The big issue here is that hawkers are burdened with way bigger costs in SEHCs than standard food courts. Tenants in newly built hawker centres are paying an average of $4,000 monthly, which is higher than what it costs the highest bidder in Maxwell Hawker Centre. Some of the vendor contracts that Seetoh saw included clauses that stipulate separate charges for crockery washing, collection and return, a puzzling $600 monthly payment to the management for spot checks on food quality, and even monetary penalties if stalls aren’t operational for at least eight hours a day (minus the time needed for food preparation).
“Despite these startling high cost of operation and management fees, they are expected to offer at least one dish at below $3 in the menu,” wrote Seetoh.
“This is baffling and is totally ‘anti-ideals’ of the report. I know of some hawkers who will be quitting at the earliest chance as they know even private coffeeshop stalls in better locations offer cheaper rents with less stringent rules.”

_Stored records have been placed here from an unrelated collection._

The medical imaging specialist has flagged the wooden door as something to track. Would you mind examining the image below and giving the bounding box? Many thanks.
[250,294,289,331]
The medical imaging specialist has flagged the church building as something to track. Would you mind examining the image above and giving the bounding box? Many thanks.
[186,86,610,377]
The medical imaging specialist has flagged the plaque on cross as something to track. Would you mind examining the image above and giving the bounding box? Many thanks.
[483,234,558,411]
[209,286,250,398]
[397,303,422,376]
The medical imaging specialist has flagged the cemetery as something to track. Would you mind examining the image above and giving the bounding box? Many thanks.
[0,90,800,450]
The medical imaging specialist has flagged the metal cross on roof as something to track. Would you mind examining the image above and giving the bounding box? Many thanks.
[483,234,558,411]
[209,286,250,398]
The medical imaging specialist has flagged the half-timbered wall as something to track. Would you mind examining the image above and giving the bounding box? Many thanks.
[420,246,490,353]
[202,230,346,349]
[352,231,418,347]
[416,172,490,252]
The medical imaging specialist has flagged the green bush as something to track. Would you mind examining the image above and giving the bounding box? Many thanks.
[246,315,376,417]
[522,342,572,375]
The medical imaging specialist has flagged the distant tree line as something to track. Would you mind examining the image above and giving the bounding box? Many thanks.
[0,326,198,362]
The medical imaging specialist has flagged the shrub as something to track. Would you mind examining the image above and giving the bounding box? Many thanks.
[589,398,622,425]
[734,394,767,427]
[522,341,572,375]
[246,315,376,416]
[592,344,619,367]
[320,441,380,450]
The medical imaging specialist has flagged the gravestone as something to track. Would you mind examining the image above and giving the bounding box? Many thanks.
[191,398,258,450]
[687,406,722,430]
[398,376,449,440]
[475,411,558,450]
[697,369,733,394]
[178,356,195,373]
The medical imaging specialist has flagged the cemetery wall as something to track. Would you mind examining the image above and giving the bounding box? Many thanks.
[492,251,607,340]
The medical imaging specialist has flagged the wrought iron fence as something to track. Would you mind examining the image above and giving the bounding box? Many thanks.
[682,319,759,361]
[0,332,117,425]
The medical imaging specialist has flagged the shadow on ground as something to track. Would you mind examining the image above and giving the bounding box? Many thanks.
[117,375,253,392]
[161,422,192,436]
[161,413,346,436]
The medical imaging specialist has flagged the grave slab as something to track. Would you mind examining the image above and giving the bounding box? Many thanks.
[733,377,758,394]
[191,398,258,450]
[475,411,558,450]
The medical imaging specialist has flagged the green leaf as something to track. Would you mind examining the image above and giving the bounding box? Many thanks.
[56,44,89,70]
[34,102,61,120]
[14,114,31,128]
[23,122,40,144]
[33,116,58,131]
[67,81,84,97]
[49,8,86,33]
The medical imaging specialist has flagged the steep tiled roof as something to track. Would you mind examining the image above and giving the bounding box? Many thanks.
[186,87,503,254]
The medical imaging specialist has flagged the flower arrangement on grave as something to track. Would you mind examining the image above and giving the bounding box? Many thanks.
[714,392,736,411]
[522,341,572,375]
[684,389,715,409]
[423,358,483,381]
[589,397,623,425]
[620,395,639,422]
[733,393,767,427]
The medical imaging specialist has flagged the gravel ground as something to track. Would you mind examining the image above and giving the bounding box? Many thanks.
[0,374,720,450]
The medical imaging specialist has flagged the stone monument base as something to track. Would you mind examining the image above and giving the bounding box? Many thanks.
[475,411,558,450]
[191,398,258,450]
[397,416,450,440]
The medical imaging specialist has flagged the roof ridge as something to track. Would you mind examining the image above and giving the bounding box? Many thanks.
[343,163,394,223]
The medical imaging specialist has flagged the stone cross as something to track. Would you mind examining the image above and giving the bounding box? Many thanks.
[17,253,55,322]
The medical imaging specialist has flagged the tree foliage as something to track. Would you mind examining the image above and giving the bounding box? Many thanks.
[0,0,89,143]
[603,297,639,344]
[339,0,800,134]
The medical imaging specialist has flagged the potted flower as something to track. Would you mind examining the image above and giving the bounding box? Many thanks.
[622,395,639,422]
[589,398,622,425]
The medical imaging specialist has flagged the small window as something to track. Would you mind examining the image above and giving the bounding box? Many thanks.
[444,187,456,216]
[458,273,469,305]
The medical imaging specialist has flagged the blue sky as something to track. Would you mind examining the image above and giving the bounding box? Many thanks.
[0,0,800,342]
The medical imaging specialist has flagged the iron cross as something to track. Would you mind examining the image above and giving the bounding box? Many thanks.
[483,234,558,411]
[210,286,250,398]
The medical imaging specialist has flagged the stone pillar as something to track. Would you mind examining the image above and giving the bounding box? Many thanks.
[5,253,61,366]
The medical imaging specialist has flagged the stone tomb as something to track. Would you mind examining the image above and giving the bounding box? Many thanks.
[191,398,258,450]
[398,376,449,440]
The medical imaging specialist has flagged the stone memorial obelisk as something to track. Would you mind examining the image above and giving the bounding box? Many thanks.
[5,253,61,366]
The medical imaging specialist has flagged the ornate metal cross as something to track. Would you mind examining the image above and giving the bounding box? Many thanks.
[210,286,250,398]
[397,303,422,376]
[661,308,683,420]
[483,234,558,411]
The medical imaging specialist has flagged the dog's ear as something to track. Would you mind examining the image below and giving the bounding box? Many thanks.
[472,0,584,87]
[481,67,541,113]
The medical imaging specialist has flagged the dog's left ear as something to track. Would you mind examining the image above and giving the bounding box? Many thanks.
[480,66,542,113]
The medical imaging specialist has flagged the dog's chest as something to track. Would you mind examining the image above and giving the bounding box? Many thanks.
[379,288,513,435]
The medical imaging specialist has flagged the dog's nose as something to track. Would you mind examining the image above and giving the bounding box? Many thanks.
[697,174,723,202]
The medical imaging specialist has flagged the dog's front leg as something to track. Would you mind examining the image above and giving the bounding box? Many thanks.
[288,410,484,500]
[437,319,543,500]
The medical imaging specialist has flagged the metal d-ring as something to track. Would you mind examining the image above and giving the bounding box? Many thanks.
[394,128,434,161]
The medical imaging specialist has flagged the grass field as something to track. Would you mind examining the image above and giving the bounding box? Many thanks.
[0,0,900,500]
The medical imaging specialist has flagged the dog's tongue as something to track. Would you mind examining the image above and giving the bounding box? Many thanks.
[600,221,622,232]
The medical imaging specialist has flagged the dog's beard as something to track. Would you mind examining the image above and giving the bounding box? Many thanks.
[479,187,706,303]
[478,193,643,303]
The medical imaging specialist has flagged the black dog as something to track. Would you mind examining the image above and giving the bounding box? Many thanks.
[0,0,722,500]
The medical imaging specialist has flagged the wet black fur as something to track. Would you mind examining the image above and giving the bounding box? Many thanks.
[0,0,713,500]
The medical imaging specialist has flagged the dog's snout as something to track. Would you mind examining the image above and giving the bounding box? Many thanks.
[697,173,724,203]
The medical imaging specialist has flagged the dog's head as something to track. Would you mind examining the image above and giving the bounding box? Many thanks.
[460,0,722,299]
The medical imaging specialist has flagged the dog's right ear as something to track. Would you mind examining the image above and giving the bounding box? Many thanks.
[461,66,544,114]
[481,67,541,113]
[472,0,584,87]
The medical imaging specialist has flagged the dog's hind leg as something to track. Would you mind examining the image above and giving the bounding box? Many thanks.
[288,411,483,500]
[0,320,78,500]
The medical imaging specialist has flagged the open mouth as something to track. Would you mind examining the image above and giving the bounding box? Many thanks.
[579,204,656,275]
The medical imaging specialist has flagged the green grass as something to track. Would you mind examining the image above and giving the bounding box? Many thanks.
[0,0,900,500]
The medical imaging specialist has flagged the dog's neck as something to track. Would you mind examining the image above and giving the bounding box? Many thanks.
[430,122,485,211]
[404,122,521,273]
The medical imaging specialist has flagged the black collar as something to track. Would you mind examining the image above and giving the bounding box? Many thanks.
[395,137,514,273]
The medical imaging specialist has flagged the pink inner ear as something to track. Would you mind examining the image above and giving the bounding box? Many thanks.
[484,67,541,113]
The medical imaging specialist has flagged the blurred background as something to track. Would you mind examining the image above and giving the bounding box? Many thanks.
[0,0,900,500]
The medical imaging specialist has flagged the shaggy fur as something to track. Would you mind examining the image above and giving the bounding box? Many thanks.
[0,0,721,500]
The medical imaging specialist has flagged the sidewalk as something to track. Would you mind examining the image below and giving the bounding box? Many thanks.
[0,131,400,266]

The gripes with how SEHCs are being run is nothing new — since 2015, hawkers have noted how operational costs of running stalls in such places are much higher. Their issues could be aggravated by other matters such as the lack of manpower and low foot traffic.
Seetoh believes that the disconnect between the ideals of social enterprises and how they actually run the hawker centres could affect Singapore’s attempt to have its hawker culture included in the UNESCO Representative List of the Intangible Cultural Heritage of Humanity.
“I think the original noble intents were lost in translation in management — let’s get this back on track please,” he wrote.